Serious conditions of hospitalized patients, heavy patient load, and variety of staff involved in the total testing processes may also increase the rate of error. Awareness should be raised amongst residents, interns, physicians, and nursing staff about the importance of providing all the required patient and sample information on the requisition form.
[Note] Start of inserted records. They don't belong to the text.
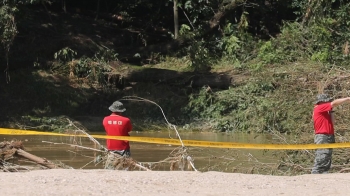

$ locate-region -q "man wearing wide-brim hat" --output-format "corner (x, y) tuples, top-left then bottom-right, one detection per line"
(311, 94), (350, 174)
(103, 101), (132, 157)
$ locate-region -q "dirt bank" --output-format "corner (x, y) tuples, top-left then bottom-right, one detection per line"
(0, 169), (350, 196)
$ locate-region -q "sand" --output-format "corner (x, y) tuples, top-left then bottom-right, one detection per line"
(0, 169), (350, 196)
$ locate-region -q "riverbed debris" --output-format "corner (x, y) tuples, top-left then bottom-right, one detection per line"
(0, 140), (60, 172)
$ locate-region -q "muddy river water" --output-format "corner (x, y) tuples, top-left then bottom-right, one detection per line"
(1, 132), (284, 170)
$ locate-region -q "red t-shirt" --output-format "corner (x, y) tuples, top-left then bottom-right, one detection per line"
(103, 113), (132, 150)
(313, 102), (334, 134)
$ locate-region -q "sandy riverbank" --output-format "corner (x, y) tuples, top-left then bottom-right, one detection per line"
(0, 169), (350, 196)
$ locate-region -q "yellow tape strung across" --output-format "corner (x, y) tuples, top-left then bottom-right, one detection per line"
(0, 128), (350, 150)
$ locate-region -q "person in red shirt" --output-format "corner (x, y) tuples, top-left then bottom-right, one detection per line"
(103, 101), (132, 157)
(311, 94), (350, 174)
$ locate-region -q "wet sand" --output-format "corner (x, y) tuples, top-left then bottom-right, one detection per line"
(0, 169), (350, 196)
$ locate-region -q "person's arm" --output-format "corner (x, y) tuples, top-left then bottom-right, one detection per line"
(331, 97), (350, 107)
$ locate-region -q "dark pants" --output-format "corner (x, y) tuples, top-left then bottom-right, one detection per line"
(311, 134), (335, 174)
Continuing education of phlebotomist, medical staff, and students on the correct blood collection procedure, sample volume, and proper mixing with anticoagulants should be encouraged. Samples should be received and numbered at collection center (
15-
18). Pre-analytical errors damage an institution’s reputation and impose a significant financial burden on the hospital and laboratory. Although it is not possible to eliminate all pre-analytical errors, compliance with best practices can significantly reduce their incidence (
29,
30).
CONCLUSION
Continuous evaluation of sources of errors and their corrective measures can help reduce pre-analytical errors. Furthermore, proper management of the pre-analytical errors requires significant interdepartmental cooperation since many error sources fall outside the direct control of laboratory personnel. In this regard, excellent two-way communication between clinicians and laboratory specialists is beneficial.
ACKNOWLEDGEMENTS
None.
DECLARATIONS
Funding
The authors received no financial support for the research, authorship, and/or publication of this article.
Ethics approvals and consent to participate
Not applicable.
Conflict of interest
The authors declare that there is no conflict of interest regarding publication of this article.